3. Our hospital premises and manpower resources are openly being used for the Pasig community vaccination program.

Partnering in the hospital sector, which is two-thirds private sector-owned, can range from case referrals to management assistance, clinical professional development to facilities complementation and outsourcing.  What needs to be recognized is that the value proposition for a PPP rests on efficiency and profitability, not on equity and subsidies. Nurses, for example, are paid more in the public sector, but nurse-patient ratios are higher, and there is thus less opportunity for professional development.
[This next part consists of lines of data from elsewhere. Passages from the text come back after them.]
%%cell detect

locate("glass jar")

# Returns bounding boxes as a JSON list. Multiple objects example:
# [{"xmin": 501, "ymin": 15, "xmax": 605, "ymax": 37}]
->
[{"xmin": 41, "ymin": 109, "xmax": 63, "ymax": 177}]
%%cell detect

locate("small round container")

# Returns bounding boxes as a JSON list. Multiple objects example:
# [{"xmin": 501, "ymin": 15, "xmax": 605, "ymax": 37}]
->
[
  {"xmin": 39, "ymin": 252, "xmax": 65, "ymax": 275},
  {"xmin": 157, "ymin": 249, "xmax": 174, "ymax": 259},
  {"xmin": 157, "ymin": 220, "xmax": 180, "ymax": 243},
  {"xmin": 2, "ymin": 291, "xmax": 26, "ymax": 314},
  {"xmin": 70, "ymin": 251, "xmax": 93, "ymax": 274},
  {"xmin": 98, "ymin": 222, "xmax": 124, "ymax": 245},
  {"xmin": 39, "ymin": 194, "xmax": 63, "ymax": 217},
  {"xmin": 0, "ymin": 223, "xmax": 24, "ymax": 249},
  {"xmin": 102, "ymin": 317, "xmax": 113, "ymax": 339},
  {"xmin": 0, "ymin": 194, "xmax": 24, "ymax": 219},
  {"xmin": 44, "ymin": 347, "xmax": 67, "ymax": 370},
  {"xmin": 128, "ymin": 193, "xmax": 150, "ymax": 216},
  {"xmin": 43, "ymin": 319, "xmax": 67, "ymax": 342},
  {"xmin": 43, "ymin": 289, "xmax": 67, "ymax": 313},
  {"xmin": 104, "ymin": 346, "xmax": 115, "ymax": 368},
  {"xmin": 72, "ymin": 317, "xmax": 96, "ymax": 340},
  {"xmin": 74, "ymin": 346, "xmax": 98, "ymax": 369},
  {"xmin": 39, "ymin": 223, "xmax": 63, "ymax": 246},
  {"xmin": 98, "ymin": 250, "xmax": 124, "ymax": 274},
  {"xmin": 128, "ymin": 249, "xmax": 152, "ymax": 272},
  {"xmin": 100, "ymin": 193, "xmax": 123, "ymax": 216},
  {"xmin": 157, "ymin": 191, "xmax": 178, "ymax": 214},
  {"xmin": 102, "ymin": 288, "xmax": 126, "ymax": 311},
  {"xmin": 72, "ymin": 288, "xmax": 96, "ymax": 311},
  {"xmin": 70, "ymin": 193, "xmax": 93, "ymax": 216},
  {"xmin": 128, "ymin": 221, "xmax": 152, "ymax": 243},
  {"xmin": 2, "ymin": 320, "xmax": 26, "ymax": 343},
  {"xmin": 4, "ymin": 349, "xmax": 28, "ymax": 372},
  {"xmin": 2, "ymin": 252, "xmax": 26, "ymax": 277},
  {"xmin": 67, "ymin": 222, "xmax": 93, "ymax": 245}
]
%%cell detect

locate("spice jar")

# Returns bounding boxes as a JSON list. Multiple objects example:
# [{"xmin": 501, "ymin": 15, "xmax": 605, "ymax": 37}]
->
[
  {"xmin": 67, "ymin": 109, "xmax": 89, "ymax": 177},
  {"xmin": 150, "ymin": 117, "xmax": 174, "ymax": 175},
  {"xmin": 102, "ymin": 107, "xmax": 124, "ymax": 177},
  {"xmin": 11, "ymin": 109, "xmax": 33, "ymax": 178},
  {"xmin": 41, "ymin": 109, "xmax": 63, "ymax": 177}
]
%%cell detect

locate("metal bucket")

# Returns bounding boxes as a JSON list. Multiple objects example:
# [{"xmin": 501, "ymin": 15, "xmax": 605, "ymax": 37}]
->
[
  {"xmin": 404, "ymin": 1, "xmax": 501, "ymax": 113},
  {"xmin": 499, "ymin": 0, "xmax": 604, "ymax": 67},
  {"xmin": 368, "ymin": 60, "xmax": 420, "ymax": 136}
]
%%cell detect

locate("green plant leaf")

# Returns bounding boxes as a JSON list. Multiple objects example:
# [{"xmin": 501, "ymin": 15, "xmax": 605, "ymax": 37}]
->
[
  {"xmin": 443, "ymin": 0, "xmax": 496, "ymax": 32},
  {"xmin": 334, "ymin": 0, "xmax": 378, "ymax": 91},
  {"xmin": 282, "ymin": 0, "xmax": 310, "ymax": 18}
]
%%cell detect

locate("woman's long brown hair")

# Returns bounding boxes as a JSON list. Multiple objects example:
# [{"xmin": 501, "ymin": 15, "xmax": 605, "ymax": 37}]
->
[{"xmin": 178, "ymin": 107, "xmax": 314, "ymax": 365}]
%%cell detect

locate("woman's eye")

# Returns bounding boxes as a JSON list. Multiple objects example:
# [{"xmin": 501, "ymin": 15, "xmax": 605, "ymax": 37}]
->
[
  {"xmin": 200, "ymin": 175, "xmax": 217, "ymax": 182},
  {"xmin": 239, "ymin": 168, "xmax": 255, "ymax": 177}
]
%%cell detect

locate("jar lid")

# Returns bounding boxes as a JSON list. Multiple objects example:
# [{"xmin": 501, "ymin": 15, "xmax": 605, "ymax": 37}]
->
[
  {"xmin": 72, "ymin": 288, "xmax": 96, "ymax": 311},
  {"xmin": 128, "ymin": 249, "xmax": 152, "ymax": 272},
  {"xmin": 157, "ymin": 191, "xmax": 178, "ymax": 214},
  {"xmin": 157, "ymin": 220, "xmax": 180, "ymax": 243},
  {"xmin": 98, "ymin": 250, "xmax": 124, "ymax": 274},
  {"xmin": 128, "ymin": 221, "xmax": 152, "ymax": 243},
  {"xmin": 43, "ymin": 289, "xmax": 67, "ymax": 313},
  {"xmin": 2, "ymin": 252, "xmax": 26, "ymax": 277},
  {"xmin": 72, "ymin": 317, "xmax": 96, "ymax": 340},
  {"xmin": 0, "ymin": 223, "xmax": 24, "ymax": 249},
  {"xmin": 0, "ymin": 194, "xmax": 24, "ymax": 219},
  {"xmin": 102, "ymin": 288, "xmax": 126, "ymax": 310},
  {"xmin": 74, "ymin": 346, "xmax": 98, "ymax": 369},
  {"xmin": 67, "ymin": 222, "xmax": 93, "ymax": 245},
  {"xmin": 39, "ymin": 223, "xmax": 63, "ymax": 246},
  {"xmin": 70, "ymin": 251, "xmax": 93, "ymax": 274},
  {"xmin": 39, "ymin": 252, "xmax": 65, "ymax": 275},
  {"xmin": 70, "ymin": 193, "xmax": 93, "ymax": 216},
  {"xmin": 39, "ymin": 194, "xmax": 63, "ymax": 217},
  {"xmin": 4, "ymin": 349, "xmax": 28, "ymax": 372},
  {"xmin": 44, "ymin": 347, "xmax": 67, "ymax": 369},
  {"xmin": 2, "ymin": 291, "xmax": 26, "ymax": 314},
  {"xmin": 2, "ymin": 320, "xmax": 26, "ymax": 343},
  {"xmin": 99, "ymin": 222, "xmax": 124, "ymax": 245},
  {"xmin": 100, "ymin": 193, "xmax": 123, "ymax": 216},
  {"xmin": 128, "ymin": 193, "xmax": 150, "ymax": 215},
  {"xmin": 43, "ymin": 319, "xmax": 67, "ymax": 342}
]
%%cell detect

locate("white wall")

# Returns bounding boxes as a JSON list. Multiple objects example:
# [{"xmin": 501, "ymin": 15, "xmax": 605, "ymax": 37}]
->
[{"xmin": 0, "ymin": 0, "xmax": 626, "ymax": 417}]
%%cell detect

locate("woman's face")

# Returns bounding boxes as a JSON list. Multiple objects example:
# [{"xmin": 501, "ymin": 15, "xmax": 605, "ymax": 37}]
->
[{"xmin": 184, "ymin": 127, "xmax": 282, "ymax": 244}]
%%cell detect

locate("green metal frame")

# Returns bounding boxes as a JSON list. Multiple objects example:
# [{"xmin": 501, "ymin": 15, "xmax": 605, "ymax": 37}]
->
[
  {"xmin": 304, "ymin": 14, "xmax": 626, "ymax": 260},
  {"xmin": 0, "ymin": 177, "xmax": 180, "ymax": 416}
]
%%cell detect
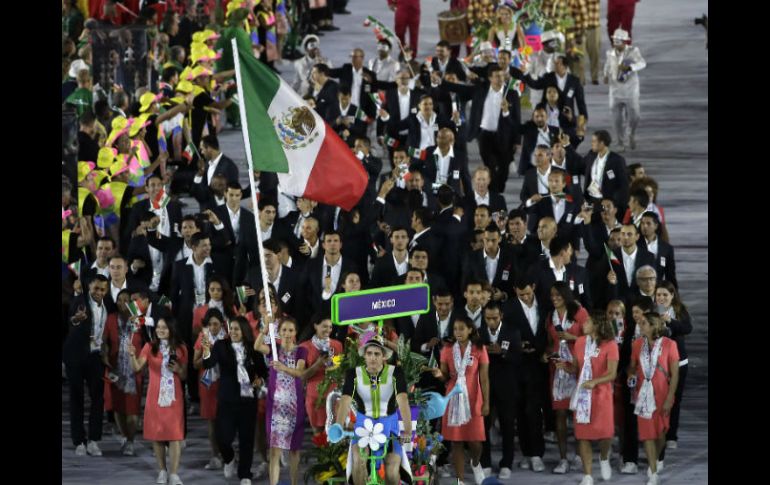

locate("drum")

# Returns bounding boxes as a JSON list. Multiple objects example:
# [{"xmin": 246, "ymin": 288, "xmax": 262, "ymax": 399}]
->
[{"xmin": 438, "ymin": 10, "xmax": 468, "ymax": 45}]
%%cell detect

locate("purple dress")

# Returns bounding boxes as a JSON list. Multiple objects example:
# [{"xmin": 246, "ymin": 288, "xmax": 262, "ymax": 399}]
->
[{"xmin": 266, "ymin": 346, "xmax": 307, "ymax": 451}]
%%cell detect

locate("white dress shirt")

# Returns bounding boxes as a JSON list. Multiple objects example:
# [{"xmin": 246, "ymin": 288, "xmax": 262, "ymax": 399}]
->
[
  {"xmin": 484, "ymin": 248, "xmax": 500, "ymax": 283},
  {"xmin": 620, "ymin": 246, "xmax": 639, "ymax": 286},
  {"xmin": 481, "ymin": 86, "xmax": 504, "ymax": 131}
]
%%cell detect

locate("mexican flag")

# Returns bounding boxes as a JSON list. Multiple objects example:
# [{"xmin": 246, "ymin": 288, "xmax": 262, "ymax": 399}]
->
[
  {"xmin": 233, "ymin": 41, "xmax": 368, "ymax": 211},
  {"xmin": 604, "ymin": 243, "xmax": 620, "ymax": 268}
]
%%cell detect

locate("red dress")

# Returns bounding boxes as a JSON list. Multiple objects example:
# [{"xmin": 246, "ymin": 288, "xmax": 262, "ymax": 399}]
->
[
  {"xmin": 102, "ymin": 313, "xmax": 143, "ymax": 416},
  {"xmin": 193, "ymin": 332, "xmax": 219, "ymax": 421},
  {"xmin": 141, "ymin": 344, "xmax": 187, "ymax": 441},
  {"xmin": 300, "ymin": 339, "xmax": 342, "ymax": 428},
  {"xmin": 574, "ymin": 336, "xmax": 620, "ymax": 440},
  {"xmin": 545, "ymin": 307, "xmax": 588, "ymax": 409},
  {"xmin": 631, "ymin": 337, "xmax": 679, "ymax": 441},
  {"xmin": 441, "ymin": 343, "xmax": 489, "ymax": 441}
]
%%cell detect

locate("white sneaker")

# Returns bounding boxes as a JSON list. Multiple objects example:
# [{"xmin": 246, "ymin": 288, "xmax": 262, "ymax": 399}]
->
[
  {"xmin": 123, "ymin": 441, "xmax": 136, "ymax": 456},
  {"xmin": 599, "ymin": 458, "xmax": 612, "ymax": 481},
  {"xmin": 224, "ymin": 458, "xmax": 235, "ymax": 478},
  {"xmin": 471, "ymin": 462, "xmax": 485, "ymax": 485},
  {"xmin": 155, "ymin": 470, "xmax": 168, "ymax": 485},
  {"xmin": 620, "ymin": 461, "xmax": 639, "ymax": 475},
  {"xmin": 254, "ymin": 461, "xmax": 267, "ymax": 479},
  {"xmin": 86, "ymin": 441, "xmax": 102, "ymax": 456},
  {"xmin": 553, "ymin": 460, "xmax": 569, "ymax": 475}
]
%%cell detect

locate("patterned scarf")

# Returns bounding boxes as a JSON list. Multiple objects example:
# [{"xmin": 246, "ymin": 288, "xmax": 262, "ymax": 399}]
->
[
  {"xmin": 233, "ymin": 342, "xmax": 254, "ymax": 397},
  {"xmin": 158, "ymin": 339, "xmax": 176, "ymax": 408},
  {"xmin": 117, "ymin": 317, "xmax": 136, "ymax": 394},
  {"xmin": 569, "ymin": 335, "xmax": 599, "ymax": 424},
  {"xmin": 447, "ymin": 342, "xmax": 473, "ymax": 426},
  {"xmin": 552, "ymin": 310, "xmax": 577, "ymax": 401},
  {"xmin": 201, "ymin": 327, "xmax": 225, "ymax": 388},
  {"xmin": 634, "ymin": 338, "xmax": 663, "ymax": 419}
]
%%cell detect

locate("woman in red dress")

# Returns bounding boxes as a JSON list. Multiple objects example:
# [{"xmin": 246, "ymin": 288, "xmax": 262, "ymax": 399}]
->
[
  {"xmin": 628, "ymin": 312, "xmax": 679, "ymax": 485},
  {"xmin": 193, "ymin": 308, "xmax": 227, "ymax": 470},
  {"xmin": 300, "ymin": 318, "xmax": 342, "ymax": 434},
  {"xmin": 558, "ymin": 314, "xmax": 620, "ymax": 485},
  {"xmin": 432, "ymin": 315, "xmax": 489, "ymax": 485},
  {"xmin": 102, "ymin": 290, "xmax": 143, "ymax": 456},
  {"xmin": 128, "ymin": 318, "xmax": 187, "ymax": 485},
  {"xmin": 545, "ymin": 281, "xmax": 588, "ymax": 474}
]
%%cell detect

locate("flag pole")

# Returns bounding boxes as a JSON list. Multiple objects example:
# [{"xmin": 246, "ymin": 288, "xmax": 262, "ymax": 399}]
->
[{"xmin": 232, "ymin": 39, "xmax": 278, "ymax": 360}]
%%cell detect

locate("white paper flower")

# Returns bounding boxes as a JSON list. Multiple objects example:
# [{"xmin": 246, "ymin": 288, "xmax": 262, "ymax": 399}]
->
[{"xmin": 356, "ymin": 418, "xmax": 388, "ymax": 451}]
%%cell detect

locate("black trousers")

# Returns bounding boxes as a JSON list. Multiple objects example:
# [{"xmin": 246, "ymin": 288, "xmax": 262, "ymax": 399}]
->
[
  {"xmin": 481, "ymin": 375, "xmax": 516, "ymax": 469},
  {"xmin": 621, "ymin": 382, "xmax": 639, "ymax": 464},
  {"xmin": 660, "ymin": 365, "xmax": 689, "ymax": 460},
  {"xmin": 216, "ymin": 398, "xmax": 257, "ymax": 480},
  {"xmin": 516, "ymin": 364, "xmax": 547, "ymax": 457},
  {"xmin": 65, "ymin": 352, "xmax": 104, "ymax": 446},
  {"xmin": 478, "ymin": 130, "xmax": 513, "ymax": 194}
]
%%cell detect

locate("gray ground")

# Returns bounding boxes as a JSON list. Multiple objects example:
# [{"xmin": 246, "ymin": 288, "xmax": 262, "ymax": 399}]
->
[{"xmin": 62, "ymin": 0, "xmax": 708, "ymax": 485}]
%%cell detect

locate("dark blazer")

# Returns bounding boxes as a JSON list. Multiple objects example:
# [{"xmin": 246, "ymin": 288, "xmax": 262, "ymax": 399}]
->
[
  {"xmin": 462, "ymin": 245, "xmax": 519, "ymax": 295},
  {"xmin": 326, "ymin": 102, "xmax": 366, "ymax": 147},
  {"xmin": 190, "ymin": 154, "xmax": 238, "ymax": 207},
  {"xmin": 309, "ymin": 79, "xmax": 339, "ymax": 119},
  {"xmin": 329, "ymin": 63, "xmax": 377, "ymax": 119},
  {"xmin": 529, "ymin": 259, "xmax": 593, "ymax": 313},
  {"xmin": 122, "ymin": 199, "xmax": 182, "ymax": 248},
  {"xmin": 518, "ymin": 120, "xmax": 559, "ymax": 175},
  {"xmin": 583, "ymin": 152, "xmax": 629, "ymax": 214},
  {"xmin": 203, "ymin": 338, "xmax": 268, "ymax": 405},
  {"xmin": 604, "ymin": 246, "xmax": 660, "ymax": 301},
  {"xmin": 414, "ymin": 146, "xmax": 473, "ymax": 196},
  {"xmin": 510, "ymin": 68, "xmax": 588, "ymax": 119}
]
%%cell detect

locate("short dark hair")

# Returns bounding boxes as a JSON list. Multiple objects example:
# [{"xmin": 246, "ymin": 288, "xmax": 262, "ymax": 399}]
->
[
  {"xmin": 201, "ymin": 134, "xmax": 219, "ymax": 150},
  {"xmin": 594, "ymin": 130, "xmax": 612, "ymax": 147}
]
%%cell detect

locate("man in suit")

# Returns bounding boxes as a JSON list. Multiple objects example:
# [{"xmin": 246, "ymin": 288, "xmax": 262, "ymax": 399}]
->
[
  {"xmin": 639, "ymin": 211, "xmax": 679, "ymax": 288},
  {"xmin": 465, "ymin": 166, "xmax": 508, "ymax": 219},
  {"xmin": 510, "ymin": 54, "xmax": 588, "ymax": 126},
  {"xmin": 529, "ymin": 236, "xmax": 593, "ymax": 312},
  {"xmin": 123, "ymin": 173, "xmax": 182, "ymax": 248},
  {"xmin": 329, "ymin": 48, "xmax": 377, "ymax": 119},
  {"xmin": 297, "ymin": 229, "xmax": 361, "ymax": 320},
  {"xmin": 503, "ymin": 277, "xmax": 548, "ymax": 472},
  {"xmin": 190, "ymin": 134, "xmax": 238, "ymax": 210},
  {"xmin": 583, "ymin": 130, "xmax": 629, "ymax": 214},
  {"xmin": 463, "ymin": 224, "xmax": 519, "ymax": 302},
  {"xmin": 479, "ymin": 300, "xmax": 521, "ymax": 480},
  {"xmin": 529, "ymin": 168, "xmax": 582, "ymax": 248},
  {"xmin": 607, "ymin": 224, "xmax": 655, "ymax": 301},
  {"xmin": 444, "ymin": 64, "xmax": 521, "ymax": 193},
  {"xmin": 325, "ymin": 84, "xmax": 366, "ymax": 148},
  {"xmin": 519, "ymin": 107, "xmax": 559, "ymax": 175},
  {"xmin": 209, "ymin": 183, "xmax": 259, "ymax": 286},
  {"xmin": 62, "ymin": 274, "xmax": 109, "ymax": 456},
  {"xmin": 309, "ymin": 63, "xmax": 340, "ymax": 119},
  {"xmin": 415, "ymin": 128, "xmax": 471, "ymax": 199},
  {"xmin": 370, "ymin": 227, "xmax": 409, "ymax": 288}
]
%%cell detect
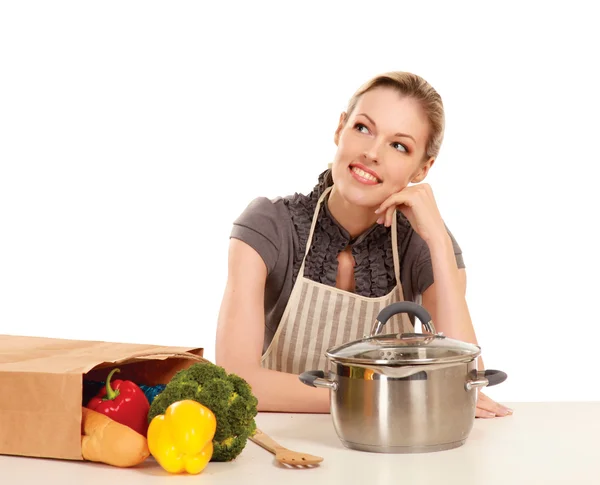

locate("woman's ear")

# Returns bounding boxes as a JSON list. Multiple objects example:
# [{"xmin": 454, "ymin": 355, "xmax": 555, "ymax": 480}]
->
[
  {"xmin": 410, "ymin": 157, "xmax": 435, "ymax": 184},
  {"xmin": 333, "ymin": 112, "xmax": 346, "ymax": 145}
]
The current state of our healthcare ecosystem reeks of opportunity to do better by doing good. Nursing apprenticeships favor “industrial synergy” between schools and hospitals. Medical biotech has its roots in the establishment of the National Institute of Molecular Biology and Biotechnology as far back as 1979. The past decade has seen the quintupling of monetary resources available to the healthcare ecosystem. The pandemic has hit our country hard, but as Paul Coelho writes, “Life always waits for some crisis to occur before revealing itself at its most brilliant.”


Jose Xavier “Eckie” Gonzales is the chairman of The Medical City, a network of hospitals and clinics in the Philippines, as well as the operator of Guam Regional Medical City, the only private hospital in Guam. He is also the president and CEO of USSC, one of the country’s largest remittance companies. He holds an MBA from the Harvard Business School, and is a magna cum laude graduate of Business Economics from the University of the Philippines.